Valor, Laura, pensaba mientras servía el pollo.
Es un pollo muy bueno, Laura. –le dijo Luis en tono meloso
mientras esta se sentaba un poco aturdida.
La confesión la pudieron oír todos, lo que ninguno pudo
observar era como éste comenzó a darle unas ligeras palmadas en su muslo. Si
bien, en condiciones normales, seguramente le hubiera respondido con un sonoro
bofetón, pensó que su marido era consciente de lo que estaba pasando, por lo que
se limitó a dar un ligero manotazo en aquella mano para quitársela de encima.
Sin embargo, lejos de amilanar a su compañero de mesa, el
manotazo azuzó a Luis, quien volvió a dirigir la mano contra su anatomía, aunque
pasando ahora de las palmaditas a las caricias sobre la rodilla. Confiaba en su
esposo, pero por momentos le parecía que se estaba desentendiendo de ella, por
lo que procuró llamar su atención pidiéndole que le pasara el salero, el aceite,
lo que fuera.
A Luis le excitó el aparente desinterés de su amigo por su
legitima esposa.

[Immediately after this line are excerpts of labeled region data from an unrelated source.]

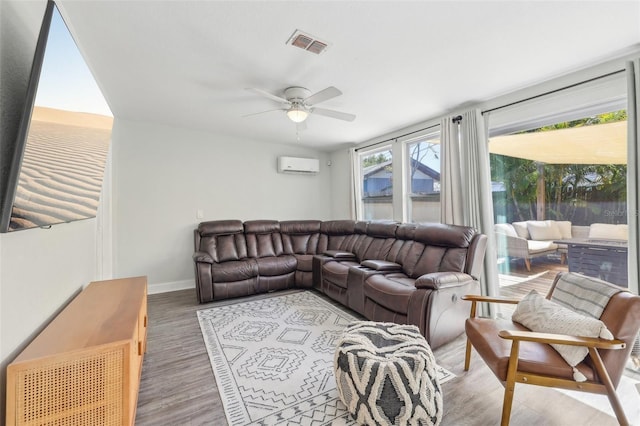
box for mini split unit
[278,157,320,173]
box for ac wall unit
[278,157,320,173]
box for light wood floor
[136,290,632,426]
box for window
[489,110,628,297]
[359,146,393,220]
[405,132,440,222]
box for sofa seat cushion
[294,254,313,272]
[211,259,258,283]
[527,240,558,254]
[255,255,297,276]
[494,223,520,238]
[364,273,416,314]
[465,317,595,381]
[322,261,360,288]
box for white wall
[0,0,101,416]
[331,148,355,219]
[112,119,333,293]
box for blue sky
[35,7,113,117]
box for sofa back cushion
[346,222,398,262]
[317,220,356,254]
[555,220,572,240]
[512,222,531,240]
[403,223,477,278]
[198,220,247,262]
[280,220,320,254]
[244,220,284,258]
[527,220,562,241]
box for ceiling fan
[245,86,356,123]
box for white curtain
[626,59,640,294]
[440,116,464,225]
[440,110,498,302]
[460,109,498,302]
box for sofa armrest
[193,251,213,264]
[496,233,529,258]
[323,250,356,260]
[415,272,474,290]
[360,259,402,272]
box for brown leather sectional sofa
[193,220,486,348]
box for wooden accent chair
[463,273,640,425]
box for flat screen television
[0,0,113,232]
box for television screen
[2,1,113,231]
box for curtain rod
[355,124,440,152]
[482,69,625,114]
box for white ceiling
[57,0,640,150]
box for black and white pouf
[333,321,443,426]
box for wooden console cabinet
[7,277,147,426]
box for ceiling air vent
[287,30,329,55]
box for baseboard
[147,280,196,294]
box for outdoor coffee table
[554,238,628,287]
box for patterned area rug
[198,291,455,426]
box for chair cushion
[465,317,596,382]
[512,290,613,376]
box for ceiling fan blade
[311,108,356,121]
[304,86,342,105]
[246,87,291,104]
[242,108,286,118]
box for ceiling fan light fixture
[287,106,309,123]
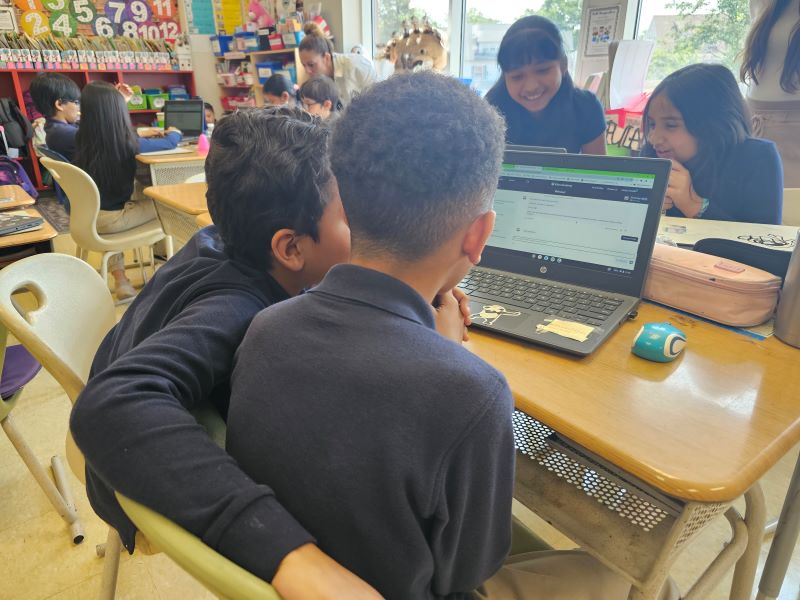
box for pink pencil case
[644,244,781,327]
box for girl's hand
[431,290,466,344]
[664,160,703,219]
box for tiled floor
[0,236,800,600]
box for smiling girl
[486,16,606,154]
[643,64,783,224]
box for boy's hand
[272,544,382,600]
[433,290,466,344]
[664,160,703,219]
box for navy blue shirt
[486,75,606,153]
[70,226,313,581]
[227,265,514,600]
[645,138,783,225]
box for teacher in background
[300,21,377,106]
[740,0,800,188]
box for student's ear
[461,210,497,265]
[270,229,305,272]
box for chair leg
[97,527,122,600]
[2,415,83,544]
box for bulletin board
[7,0,181,40]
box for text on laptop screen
[489,163,655,276]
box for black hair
[331,71,505,261]
[263,73,296,99]
[298,21,333,56]
[30,73,81,117]
[205,106,332,269]
[739,0,800,94]
[297,75,342,111]
[74,81,139,199]
[642,63,751,190]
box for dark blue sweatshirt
[228,265,514,600]
[70,226,313,580]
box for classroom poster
[584,6,619,56]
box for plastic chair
[41,157,173,296]
[0,336,84,544]
[783,188,800,227]
[183,173,206,183]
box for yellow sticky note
[536,319,594,342]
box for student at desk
[486,16,606,154]
[227,71,630,600]
[642,64,783,225]
[73,81,181,300]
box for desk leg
[756,459,800,600]
[730,482,767,600]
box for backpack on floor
[0,156,39,198]
[0,98,33,148]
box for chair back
[0,254,117,402]
[783,188,800,227]
[41,157,111,252]
[117,492,280,600]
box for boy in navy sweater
[228,72,629,600]
[70,108,374,599]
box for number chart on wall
[14,0,180,40]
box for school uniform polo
[333,52,377,106]
[227,265,514,600]
[486,75,606,153]
[70,225,314,581]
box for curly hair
[205,106,332,268]
[332,72,505,261]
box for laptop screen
[164,100,205,137]
[485,152,669,293]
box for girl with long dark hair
[486,16,606,154]
[74,81,181,300]
[739,0,800,187]
[643,64,783,224]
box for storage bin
[211,35,233,56]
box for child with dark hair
[30,73,81,161]
[74,81,181,300]
[643,64,783,224]
[486,16,606,154]
[227,72,630,600]
[297,75,342,121]
[263,73,297,106]
[70,108,373,598]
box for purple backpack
[0,156,39,198]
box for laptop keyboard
[458,269,622,326]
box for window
[462,0,583,94]
[372,0,450,71]
[639,0,750,89]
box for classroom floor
[0,236,800,600]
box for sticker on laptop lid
[536,319,594,342]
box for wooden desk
[144,183,208,250]
[0,185,36,210]
[136,146,206,186]
[194,212,213,227]
[658,216,798,251]
[0,208,58,252]
[467,303,800,598]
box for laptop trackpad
[470,300,535,332]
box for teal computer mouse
[631,323,686,362]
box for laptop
[459,151,671,356]
[0,212,44,235]
[164,100,206,142]
[506,144,567,153]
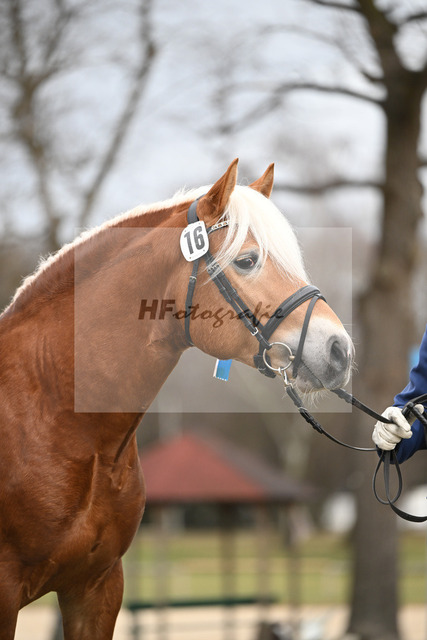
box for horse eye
[233,253,258,271]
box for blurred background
[0,0,427,640]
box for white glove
[372,404,424,451]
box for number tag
[180,220,209,262]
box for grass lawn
[121,527,426,605]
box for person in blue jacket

Veía incrédulo como mientras él se aferraba a la rodilla de
aquella mujer haciendo cada vez más atrevidas sus incursiones sobre los muslos
de la guapa anfitriona, su esposo pasaba y pasaba saleros, vinagreras y demás
sin mirar siquiera, absorto en no sé que estúpida conversación con Carlos y
Andrés.
Mientras las caricias de aquel amigo de su esposo se
contentaron con la parte superior de sus muslos, Laura aguantó estoicamente,
tratando de que su marido se diese cuenta de una vez de lo que estaba pasando
bajo el mantel. Sin embargo, cuando los tocamientos llegaron a la cara interna
de éstos, comenzó a sentirse desfallecer.

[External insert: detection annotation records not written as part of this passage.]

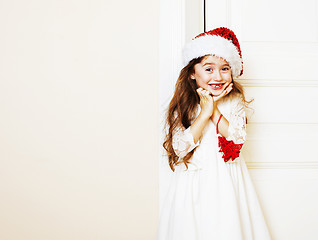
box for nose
[213,70,222,81]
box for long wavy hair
[163,55,253,171]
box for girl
[157,27,271,240]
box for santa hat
[183,27,243,77]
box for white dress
[157,94,271,240]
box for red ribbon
[218,136,243,162]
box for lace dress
[157,96,271,240]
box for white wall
[0,0,159,240]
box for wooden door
[206,0,318,240]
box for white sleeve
[172,124,200,158]
[226,98,246,144]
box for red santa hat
[183,27,243,78]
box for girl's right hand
[197,88,214,118]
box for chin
[212,89,223,97]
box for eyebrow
[203,62,230,67]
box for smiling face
[191,55,232,96]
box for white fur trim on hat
[183,35,242,77]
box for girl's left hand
[213,83,233,102]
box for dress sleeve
[218,98,246,162]
[172,124,200,158]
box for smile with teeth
[209,83,225,90]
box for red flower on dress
[218,136,243,162]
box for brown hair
[163,55,253,171]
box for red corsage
[216,114,243,162]
[218,136,243,162]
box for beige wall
[0,0,159,240]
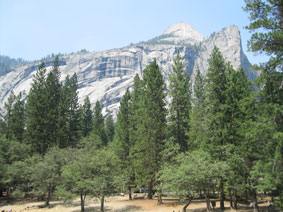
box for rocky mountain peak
[0,23,256,115]
[162,22,205,44]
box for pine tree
[25,62,48,153]
[188,70,206,150]
[244,0,283,70]
[169,52,191,152]
[134,60,166,199]
[206,47,228,210]
[57,74,80,148]
[4,92,25,142]
[92,101,107,146]
[113,89,133,199]
[45,56,61,145]
[105,114,115,143]
[80,97,93,137]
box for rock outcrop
[0,23,256,115]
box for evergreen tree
[244,0,283,210]
[134,60,166,199]
[113,89,133,199]
[45,56,61,145]
[25,62,48,153]
[206,47,232,210]
[105,114,115,143]
[244,0,283,67]
[92,101,107,146]
[169,52,191,151]
[188,70,206,150]
[4,92,25,142]
[57,74,80,148]
[81,97,93,137]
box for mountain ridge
[0,23,256,115]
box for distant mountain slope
[0,23,256,114]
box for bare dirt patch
[0,197,274,212]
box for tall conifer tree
[92,101,107,146]
[169,52,191,152]
[134,60,167,199]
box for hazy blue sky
[0,0,266,63]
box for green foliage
[159,150,229,196]
[30,147,73,206]
[57,74,80,148]
[112,89,134,198]
[4,92,25,142]
[244,0,283,69]
[188,70,206,150]
[80,97,93,137]
[133,60,167,198]
[92,101,107,146]
[105,114,115,142]
[26,63,50,153]
[57,145,118,211]
[168,52,191,152]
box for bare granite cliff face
[0,23,256,115]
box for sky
[0,0,267,64]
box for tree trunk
[228,188,234,209]
[128,185,133,200]
[157,192,162,205]
[45,188,51,207]
[147,176,152,199]
[182,197,192,212]
[100,194,104,212]
[220,179,225,210]
[253,190,259,212]
[81,192,85,212]
[234,189,238,210]
[204,191,211,212]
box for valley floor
[0,196,275,212]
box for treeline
[0,48,283,211]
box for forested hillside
[0,0,283,212]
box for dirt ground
[0,196,274,212]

Su marido debía de haberse dado ya cuenta de lo que estaba
pasando. Debía tener fe en él, pero ya fuera por los nervios, ya por la bebida,
o ya porque aparentemente nadie más se estaba dando cuenta de lo que estaba
pasando allí, el caso es que Laura comenzó a sentir como su corazón comenzaba a
latir con más fuerza y como un terrible calor comenzaba a apoderarse rápidamente
de ella, impidiéndole seguir tratando de llamar la atención de su esposo.
A Luis no se le escapó la aparente entrega de Laura a sus
deseos por lo que volvió más atrevidas sus manos, no contentándose ya solo con
acariciar los muslos y el tanga de su anfitriona y desplazando a una de las
ingles aquella pequeña barrera de tela perla, comenzó a acariciar suavemente con
las yemas de sus dedos corazón y pulgar el mojado clítoris de la mujer que se
ofreció inflamado a sus deseos.
Laura hubo de hacer un esfuerzo por no ponerse a jadear como
una loca allí mismo mientras a medio metro de ella su esposo departía con sus
otros dos amigos sin darse cuenta de nada de lo que pasaba bajo el mantel. Su
esposo. Valiente esposo. ¿Para esto servía tener fe en él?.
Cuando se sintió penetrada por los dedos de Luis no pudo
evitar que sus ojos se cerraran. Se lamió los labios víctima de un placer como
antes jamás había llegado a sentir y se dejó hacer. Y se dejó hacer hasta que un
prolongado y cálido orgasmo invadió todo su cuerpo.
Eres una autentica putita. –La voz susurrada de Luis a su
oído sonó como un beso en su cerebro.